Les sujets d’ordre démographique ont de tout temps suscité interrogations et appréhensions, car ils posent avec acuité la question de la pérennité de l’espèce et de son environnement. Si la démographie a de tout temps suscité la curiosité des hommes (des auteurs antiques tels qu'Hérodote, Thucidide, Platon et Aristote sont déjà familiers de ce sujet), les thématiques qui lui sont liées varient elles dans le temps. Hier, explosion démographique et surpopulation ; aujourd'hui, transition démographique et vieillissement généralisé.  Un changement de paradigme qui est d'abord fonction de la tendance démographique d'une époque donnée, et qui est en soit révélateur du dynamisme du peuplement humain. 

Le XXe siècle qui s'est achevé aura par exemple été absolument unique dans l'histoire démographique. Un siècle qui aura été témoin d'une croissance exponentielle, et qui aura vu la population de la planète passée de 1,65 à 6,06 milliards entre 1900 et 2000, selon les estimations établies par l’ONU. Depuis, la barre des 7 milliards a été franchie. Une progression de près de 5,5 milliards de personnes depuis 1900,  alors que cet accroissement n'avait été "que" de 280 millions au XIXe siècle pour l'ensemble de la Terre .

A l’heure actuelle, la population mondiale continue d'augmenter chaque année de 80 millions de personnes environ (l'équivalent d'un pays comme l'Egypte) ; les deux-tiers de cet accroissement concernant l'Afrique et l'Asie. Ce tableau d’ensemble cache cependant de profondes disparités : dans certains pays développés (Allemagne, Japon, Italie) les conditions sont réunies pour un véritable crash démographique à relativement courte échéance. Quant aux pays du Sud, les problèmes de surpopulation que connaissent certains d'entre eux (Inde, Bangladesh pour l'Asie et Rwanda, Burundi pour l'Afrique) n'empêcheront pas que dans l'ensemble, ils devront faire aussi face au problème du vieillissement à plus ou moins long terme ; la transition démographique en étant la cause. Aspect particulièrement révélateur, la communauté internationale est progressivement passée, au fil des décennies écoulées, du vocable « d’explosion démographique » à celui plus mesuré de « transition démographique » consacrant de la sorte l’inflexion en cours de l’accroissement de la population mondiale.

La démographie : Un sujet historiquement ancien

Dès l’Antiquité, la question du nombre optimal de la population paraît en filigrane. Il est intéressant de constater que des sociétés telles Rome, l’Egypte et la Grèce, traditionnellement enclines à faire l’apologie de la procréation et de la famille nombreuse, pratiquaient et autorisaient la contraception et l’avortement.
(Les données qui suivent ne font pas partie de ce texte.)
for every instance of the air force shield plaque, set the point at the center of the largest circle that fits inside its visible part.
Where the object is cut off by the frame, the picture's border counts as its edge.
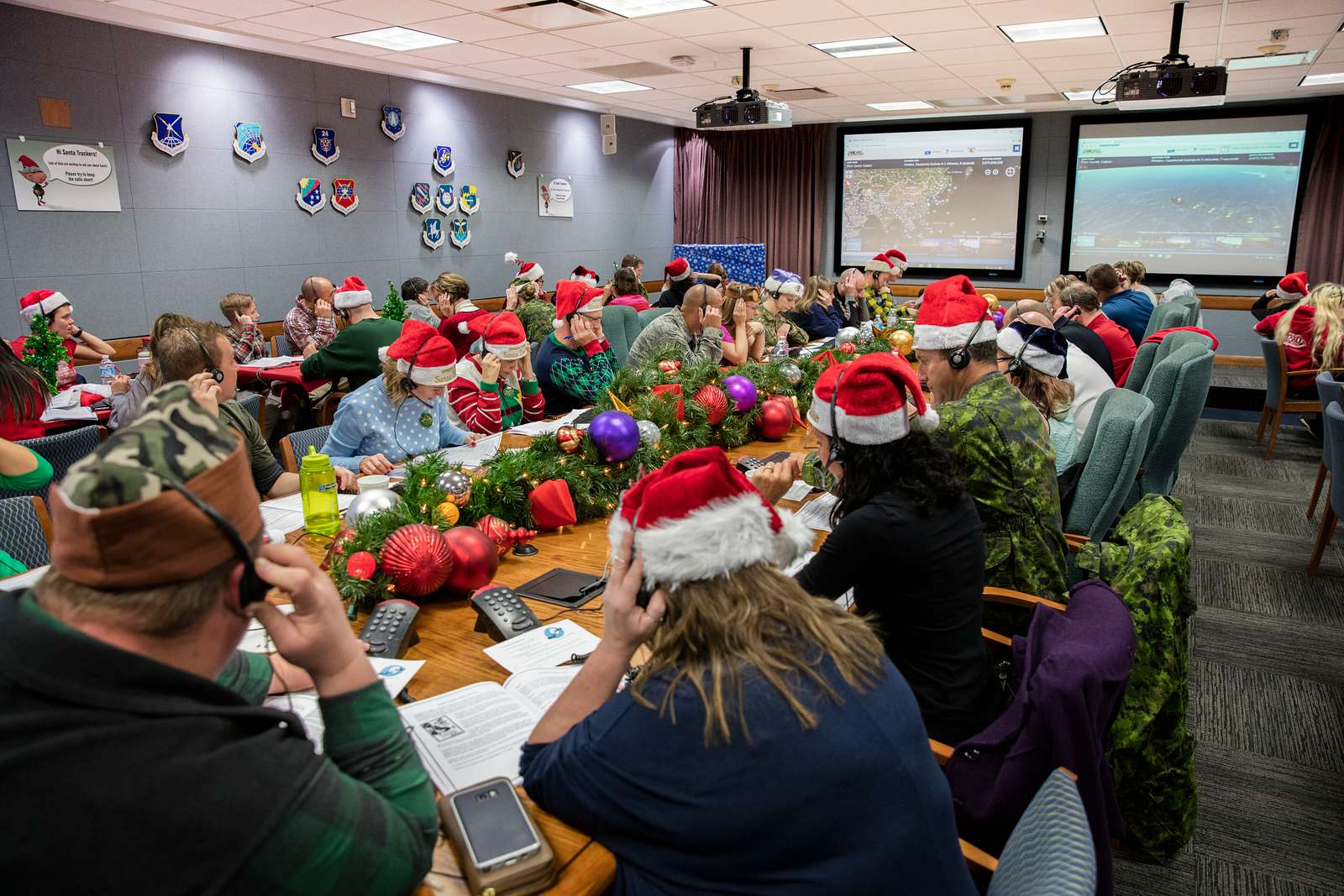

Certes, cette démarche, loin d’être d’inspiration étatique, était d’abord perçue comme un problème relevant strictement du couple, et donc de la sphère privée. Autrement dit, seul le danger associé à la grossesse ou l'impossibilité d'entretenir une famille nombreuse, pouvait la justifier. Il faut cependant attendre les travaux de Thomas Malthus à la fin du XVIIIe siècle pour que la question de la population (et de la crainte explicite de son excès) soit théorisée de façon systématique. Dans son ouvrage publié en 1798, Essai sur le principe de population, les préoccupations de démographie, et plus particulièrement de démographie économique, deviennent pour la première fois un champ de réflexion à part entière. Une augmentation de population est-elle bénéfique ou non pour la société et l'économie ? Telle est la problématique, dont Malthus pose les bases, et à laquelle il répond par la négative. « Ce n’est plus, comme en l’An Mil, la comète qui nous tombera dessus, mais c’est encore la fin du monde qui nous est promise : cette fois, les hommes eux-mêmes seraient, de par leur nombre, les artisans de leur propre perte », dit-il dans l’ouvrage ci-mentionné.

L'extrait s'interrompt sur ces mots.